Willard went over and sat down on the other side of the fireplace. "They were colored matches, it seems. The kind (I think?) every bedroom in this house has been supplied with, ever since Maurice got the fancy for them. Wait!" He held up his hand. "The police will be asking these questions, John, and it's ordinary sanity to think of them. There were no such matches at the pavilion. Unfortunately, I can swear to that. Except for the actual murderer, I must have been the last person to see Marcia alive. When they lit those fires for her last night, they left no matches in the house…"

"That reminds met said Bohun. "Maid! Her maid. Carlotta! Where has Carlotta been all this time?"
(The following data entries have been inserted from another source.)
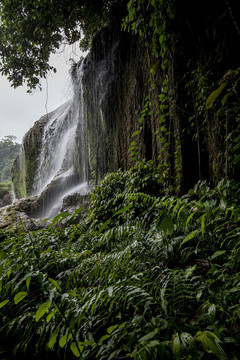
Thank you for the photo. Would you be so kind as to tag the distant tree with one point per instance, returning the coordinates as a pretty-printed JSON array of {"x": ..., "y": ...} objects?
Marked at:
[
  {"x": 30, "y": 30},
  {"x": 8, "y": 151}
]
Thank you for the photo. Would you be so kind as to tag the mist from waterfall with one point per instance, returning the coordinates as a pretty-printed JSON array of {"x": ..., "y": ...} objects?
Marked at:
[{"x": 62, "y": 162}]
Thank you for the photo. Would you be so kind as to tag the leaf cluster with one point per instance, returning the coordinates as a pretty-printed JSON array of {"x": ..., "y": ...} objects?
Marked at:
[
  {"x": 147, "y": 275},
  {"x": 31, "y": 30}
]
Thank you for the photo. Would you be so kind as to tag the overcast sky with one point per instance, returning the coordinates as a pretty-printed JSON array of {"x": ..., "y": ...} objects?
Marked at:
[{"x": 19, "y": 110}]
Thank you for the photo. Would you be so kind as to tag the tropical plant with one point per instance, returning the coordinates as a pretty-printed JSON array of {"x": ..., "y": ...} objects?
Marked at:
[{"x": 146, "y": 275}]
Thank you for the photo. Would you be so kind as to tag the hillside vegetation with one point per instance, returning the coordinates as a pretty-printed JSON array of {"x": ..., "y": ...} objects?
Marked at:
[
  {"x": 8, "y": 151},
  {"x": 146, "y": 275}
]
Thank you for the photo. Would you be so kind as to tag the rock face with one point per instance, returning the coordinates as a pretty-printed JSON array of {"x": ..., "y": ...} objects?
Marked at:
[{"x": 111, "y": 112}]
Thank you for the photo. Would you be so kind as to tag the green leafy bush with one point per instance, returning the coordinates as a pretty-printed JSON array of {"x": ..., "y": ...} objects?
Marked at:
[
  {"x": 5, "y": 188},
  {"x": 145, "y": 276}
]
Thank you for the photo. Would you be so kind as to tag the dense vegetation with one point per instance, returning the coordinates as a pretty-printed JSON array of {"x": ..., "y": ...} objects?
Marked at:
[
  {"x": 8, "y": 151},
  {"x": 31, "y": 30},
  {"x": 146, "y": 275}
]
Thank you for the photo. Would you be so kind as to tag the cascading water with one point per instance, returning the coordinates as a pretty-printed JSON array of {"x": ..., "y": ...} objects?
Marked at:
[{"x": 63, "y": 164}]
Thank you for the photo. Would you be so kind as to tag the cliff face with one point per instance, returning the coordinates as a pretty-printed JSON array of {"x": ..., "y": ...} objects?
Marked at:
[{"x": 121, "y": 113}]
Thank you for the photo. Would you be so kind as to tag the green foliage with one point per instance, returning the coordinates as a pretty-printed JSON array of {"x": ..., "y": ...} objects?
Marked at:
[
  {"x": 226, "y": 103},
  {"x": 159, "y": 280},
  {"x": 5, "y": 188},
  {"x": 31, "y": 30},
  {"x": 8, "y": 151}
]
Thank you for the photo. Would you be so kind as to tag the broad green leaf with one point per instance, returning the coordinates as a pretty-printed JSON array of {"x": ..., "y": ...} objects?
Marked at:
[
  {"x": 28, "y": 279},
  {"x": 59, "y": 217},
  {"x": 75, "y": 349},
  {"x": 37, "y": 254},
  {"x": 9, "y": 272},
  {"x": 123, "y": 210},
  {"x": 187, "y": 339},
  {"x": 51, "y": 315},
  {"x": 218, "y": 253},
  {"x": 149, "y": 335},
  {"x": 104, "y": 225},
  {"x": 64, "y": 339},
  {"x": 189, "y": 237},
  {"x": 153, "y": 343},
  {"x": 53, "y": 338},
  {"x": 203, "y": 224},
  {"x": 20, "y": 296},
  {"x": 42, "y": 310},
  {"x": 212, "y": 97},
  {"x": 189, "y": 218},
  {"x": 110, "y": 291},
  {"x": 3, "y": 303},
  {"x": 1, "y": 269},
  {"x": 112, "y": 328},
  {"x": 212, "y": 311},
  {"x": 54, "y": 282},
  {"x": 176, "y": 346},
  {"x": 210, "y": 342},
  {"x": 104, "y": 337},
  {"x": 89, "y": 342},
  {"x": 76, "y": 212}
]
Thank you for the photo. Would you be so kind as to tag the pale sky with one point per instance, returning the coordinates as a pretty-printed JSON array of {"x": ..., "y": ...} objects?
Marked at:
[{"x": 19, "y": 110}]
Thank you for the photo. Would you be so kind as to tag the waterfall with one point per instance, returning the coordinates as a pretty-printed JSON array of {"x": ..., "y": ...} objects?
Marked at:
[{"x": 62, "y": 162}]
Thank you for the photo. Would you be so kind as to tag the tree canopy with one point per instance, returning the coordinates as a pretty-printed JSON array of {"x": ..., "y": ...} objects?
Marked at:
[{"x": 30, "y": 30}]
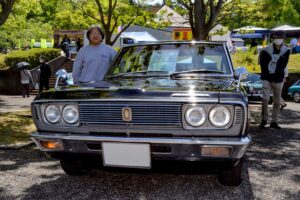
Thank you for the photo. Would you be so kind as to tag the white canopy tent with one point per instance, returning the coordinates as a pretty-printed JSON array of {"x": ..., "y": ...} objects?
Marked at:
[{"x": 139, "y": 36}]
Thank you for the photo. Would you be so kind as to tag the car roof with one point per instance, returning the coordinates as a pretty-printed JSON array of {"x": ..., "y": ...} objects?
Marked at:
[{"x": 173, "y": 42}]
Willard looked at him sharply. "Curious, John. I thought you knew that. She left Carlotta behind in London. Leave of absence, or something. Never mind. There were no colored matches, none of any kind, at the pavilion. I gave her a box of the ordinary sort before I left.

"Now let's face it. Casual burglars don't strew the floor with colored matches; let me give you a hint there. But I don't need to hint very broadly. There were very queer things going on in this house itself. At some time last night, something scared old Canifest's daughter, terrified her nearly out of her wits. I heard her cry out, and found her lying on the floor in the passage near the bathroom. I couldn't get a coherent word out of her, except a reference to something or somebody walking up and down in the passage, and the somebody or something had seized her wrist. But she spent the rest of the night with Katharine."